Radioterapi digunakan sebagai terapi kuratif maupun bersifat adjuvan.
Lapangan radiasi juga mencakup jaringan limfonodus dan pembuluh darah
yang menjadi risiko utama untuk metastase tumor. Radioterapi adalah
penggunaan radiasi untuk menghancurkan sel kanker atau merusak sel tersebut
sehingga tidak dapat bermultiplikasi lagi. Walaupun radiasi ini akan mengenai
seluruh sel, tetapi umumnya sel normal lebih tahan terhadap radiasi
dibandingkan dengan sel kanker. Kegunaan radioterapi adalah sebagai berikut:
1) Mengobati :
banyak kanker yang dapat disembuhkan dengan radioterapi, baik
dengan atau tanpa dikombinasikan dengan pengobatan lain seperti
pembedahan dan kemoterapi.
2) Mengontrol :
Jika tidak memungkinkan lagi adanya penyembuhan, radioterapi
berguna untuk mengontrol pertumbuhan sel kanker dengan membuat sel
kanker menjadi lebih kecil dan berhenti menyebar.
3) Mengurangi gejala :
Selain untuk mengontrol kanker, radioterapi dapat mengurangi
gejala yang biasa timbul pada penderita kanker seperti rasa nyeri dan juga
membuat hidup penderita lebih nyaman.
4) Membantu pengobatan lainnya :
terutama post operasi dan kemoterapi yang sering disebut sebagai
“adjuvant therapy” atau terapi tambahan dengan tujuan agar terapi bedah
dan kemoterapi yang diberikan lebih efektif.

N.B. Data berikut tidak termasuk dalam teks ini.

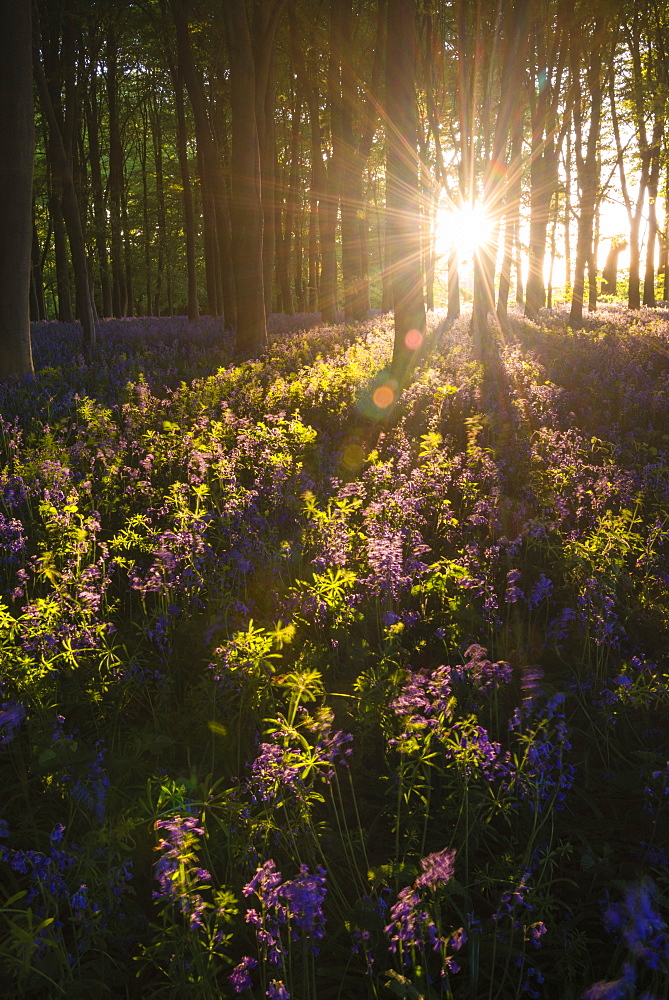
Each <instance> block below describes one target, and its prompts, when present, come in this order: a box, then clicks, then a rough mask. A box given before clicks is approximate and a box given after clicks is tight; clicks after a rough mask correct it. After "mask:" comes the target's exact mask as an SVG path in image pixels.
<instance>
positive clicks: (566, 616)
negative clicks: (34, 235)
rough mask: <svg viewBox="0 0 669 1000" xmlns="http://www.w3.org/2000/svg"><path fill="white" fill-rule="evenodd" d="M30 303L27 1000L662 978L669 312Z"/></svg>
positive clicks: (7, 704) (0, 746)
mask: <svg viewBox="0 0 669 1000" xmlns="http://www.w3.org/2000/svg"><path fill="white" fill-rule="evenodd" d="M567 315H568V314H567V312H566V311H565V310H562V309H558V310H555V311H553V312H546V313H545V314H542V316H541V319H540V321H539V322H538V323H531V322H529V321H527V320H525V319H523V318H522V317H521V316H520V315H514V316H511V317H510V320H509V323H508V327H507V329H506V330H505V332H504V335H503V337H501V338H500V343H499V351H498V356H497V357H496V359H495V360H494V362H487V363H486V365H482V364H480V363H479V362H478V361H477V360H476V359H475V357H474V356H473V353H472V348H471V343H470V338H469V335H468V331H467V327H468V318H467V317H466V316H463V317H462V318H461V319H460V320H458V321H456V322H455V323H451V324H448V323H446V321H445V318H444V316H443V315H441V314H434V315H433V316H432V318H431V320H430V335H429V339H428V342H427V350H426V354H425V358H424V360H423V361H422V362H421V364H420V365H419V367H418V368H417V369H416V371H415V373H414V377H413V380H412V382H411V384H410V385H409V386H408V388H407V389H406V390H405V391H404V392H403V393H402V395H401V397H400V398H399V399H396V398H395V396H394V392H393V385H392V383H391V382H390V381H389V379H388V375H387V366H388V364H389V361H390V358H391V355H392V317H391V316H380V315H375V316H373V317H370V319H369V320H368V321H367V322H365V323H362V324H356V325H353V326H351V325H349V326H346V325H344V324H342V325H339V326H333V327H323V326H319V325H317V317H313V316H311V317H309V316H298V317H292V318H287V317H279V316H277V317H273V319H272V339H271V345H270V348H269V350H268V351H267V353H266V354H265V355H264V356H263V357H262V358H260V359H258V360H256V361H253V362H245V363H244V364H242V365H236V364H235V363H234V362H233V360H232V344H231V342H230V340H229V338H228V336H227V334H225V332H224V331H222V330H221V329H220V324H218V323H217V321H216V320H214V319H211V318H203V319H201V320H200V321H198V322H197V323H195V324H191V325H189V324H188V322H187V321H186V320H185V319H183V318H175V319H155V318H154V319H137V320H116V321H105V322H103V323H101V326H100V346H99V350H98V352H97V355H96V357H95V358H94V359H92V360H90V361H87V360H86V359H85V358H84V357H83V356H82V355H81V353H80V350H81V348H80V337H81V334H80V331H79V330H78V329H76V328H75V327H72V326H68V325H66V324H58V323H55V322H51V323H44V324H40V325H37V326H36V327H35V328H34V354H35V361H36V369H37V374H36V376H35V378H34V379H32V380H25V381H24V382H15V383H11V384H7V385H6V386H3V387H0V415H1V423H0V449H1V450H2V466H1V467H0V587H2V593H3V603H1V604H0V706H1V707H0V786H1V787H2V789H3V797H2V801H1V802H0V928H1V931H0V970H1V972H2V981H3V983H4V986H3V989H5V990H6V991H7V993H6V995H11V996H13V997H16V998H17V1000H18V998H22V997H25V998H37V997H45V998H51V997H54V998H55V997H64V996H66V997H69V998H72V997H81V998H89V997H91V996H93V995H100V996H103V995H106V996H111V997H126V998H137V1000H140V998H142V1000H149V998H153V997H161V998H164V997H165V998H166V997H174V998H188V1000H190V998H195V1000H200V998H202V1000H214V998H219V997H226V996H232V995H233V994H235V993H239V994H242V995H244V996H247V997H250V996H252V997H256V998H261V997H264V996H268V997H270V1000H275V998H279V1000H284V998H286V997H288V996H292V997H294V998H296V1000H312V998H316V997H318V998H319V1000H330V998H331V1000H338V998H342V1000H344V998H353V997H355V998H360V997H370V998H371V997H384V996H388V997H390V996H393V995H394V996H395V997H406V998H409V1000H418V998H419V997H425V998H429V1000H432V998H436V997H448V998H450V997H455V998H463V1000H464V998H471V1000H479V998H487V1000H506V998H512V997H513V998H520V997H530V998H531V997H546V998H550V1000H552V998H555V1000H569V998H577V997H581V996H584V995H585V996H588V997H590V998H593V1000H594V998H595V997H608V998H609V1000H614V998H617V997H620V998H623V997H630V998H631V997H636V998H639V1000H640V998H642V997H643V998H645V1000H651V998H655V1000H660V998H666V997H667V996H668V992H667V990H668V987H667V983H668V982H669V931H668V927H667V921H668V919H669V874H668V873H669V863H668V862H669V855H668V853H667V852H668V851H669V825H668V824H667V809H668V806H669V801H668V798H669V729H668V728H667V712H668V710H669V307H668V308H665V307H659V308H657V309H652V310H645V309H644V310H640V311H638V312H628V311H627V310H625V309H623V308H621V307H619V306H613V305H607V306H604V307H603V308H602V309H600V310H599V311H598V312H597V313H595V314H593V315H591V316H589V317H587V319H586V325H585V327H584V329H582V330H579V331H572V330H571V329H570V328H569V327H568V326H567Z"/></svg>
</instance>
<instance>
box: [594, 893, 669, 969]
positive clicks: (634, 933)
mask: <svg viewBox="0 0 669 1000" xmlns="http://www.w3.org/2000/svg"><path fill="white" fill-rule="evenodd" d="M657 896H658V890H657V886H656V885H655V884H654V883H653V882H651V881H650V879H644V880H642V881H641V882H636V883H633V884H632V885H630V886H628V888H627V890H626V892H625V899H624V902H622V903H612V904H611V905H610V906H609V908H608V909H607V911H606V913H605V914H604V925H605V926H606V928H607V929H608V930H610V931H614V932H617V933H618V934H619V935H620V937H622V939H623V941H624V942H625V944H626V945H627V948H628V949H629V951H630V952H631V953H632V954H633V955H634V956H635V957H636V958H640V959H642V960H643V961H644V962H645V963H646V965H647V966H648V967H649V968H651V969H654V970H658V969H662V970H667V969H668V968H669V966H668V963H669V936H668V934H667V924H666V921H665V920H664V919H663V918H662V916H661V915H660V914H659V913H658V912H657V910H656V909H655V901H656V900H657Z"/></svg>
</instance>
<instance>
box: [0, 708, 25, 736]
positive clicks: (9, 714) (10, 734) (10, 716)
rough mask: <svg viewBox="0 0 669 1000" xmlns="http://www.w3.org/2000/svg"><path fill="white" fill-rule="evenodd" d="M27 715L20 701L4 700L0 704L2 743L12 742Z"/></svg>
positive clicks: (0, 718)
mask: <svg viewBox="0 0 669 1000" xmlns="http://www.w3.org/2000/svg"><path fill="white" fill-rule="evenodd" d="M25 717H26V710H25V708H24V707H23V705H21V704H20V702H18V701H8V702H3V704H2V706H0V744H2V743H11V741H12V740H13V739H14V737H15V736H16V733H17V732H18V730H19V728H20V726H21V723H22V722H23V720H24V719H25Z"/></svg>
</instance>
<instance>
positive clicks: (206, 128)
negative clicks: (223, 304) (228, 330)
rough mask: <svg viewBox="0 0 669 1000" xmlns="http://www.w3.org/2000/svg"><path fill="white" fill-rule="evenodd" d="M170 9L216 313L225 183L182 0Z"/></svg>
mask: <svg viewBox="0 0 669 1000" xmlns="http://www.w3.org/2000/svg"><path fill="white" fill-rule="evenodd" d="M170 10H171V12H172V18H173V20H174V26H175V29H176V41H177V69H178V71H179V72H180V73H181V74H182V75H183V79H184V83H185V84H186V90H187V91H188V97H189V99H190V103H191V107H192V109H193V118H194V121H195V136H196V140H197V163H198V174H199V177H200V191H201V198H202V225H203V231H204V265H205V277H206V285H207V305H208V310H209V313H210V314H211V315H212V316H216V315H219V314H220V313H221V311H222V310H223V302H222V301H220V297H219V294H218V287H219V283H220V267H221V263H220V255H219V242H218V235H217V213H216V192H217V191H218V194H219V196H221V195H224V193H225V182H224V180H223V176H222V171H221V165H220V161H219V158H218V151H217V149H216V143H215V140H214V136H213V134H212V131H211V126H210V122H209V118H208V115H207V108H206V103H205V98H204V93H203V90H202V80H201V79H200V75H199V73H198V71H197V68H196V66H195V61H194V59H193V48H192V43H191V36H190V29H189V26H188V17H187V4H186V0H170ZM224 321H225V322H227V323H228V324H231V323H234V315H226V316H224Z"/></svg>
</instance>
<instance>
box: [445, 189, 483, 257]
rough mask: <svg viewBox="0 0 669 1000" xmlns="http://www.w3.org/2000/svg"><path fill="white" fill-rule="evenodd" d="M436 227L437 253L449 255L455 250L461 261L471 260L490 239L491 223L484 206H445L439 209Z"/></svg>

Jenis radioterapi :
a) Radioterapi eksternal (radioterapi konvensional).
Pada terapi eksternal, mesin akan mengeluarkan sinar radiasi pada
tempat kanker dan jaringan sekitarnya. Mesin yang digunakan dapat
berbeda, tergantung dari lokasi kanker.
b) Radioterapi internal (Radioisotope Therapy (RIT)).
Radioterapi diberikan melalui cairan infus yang kemudian masuk ke
dalam pembuluh darah atau dapat juga dengan cara menelannya.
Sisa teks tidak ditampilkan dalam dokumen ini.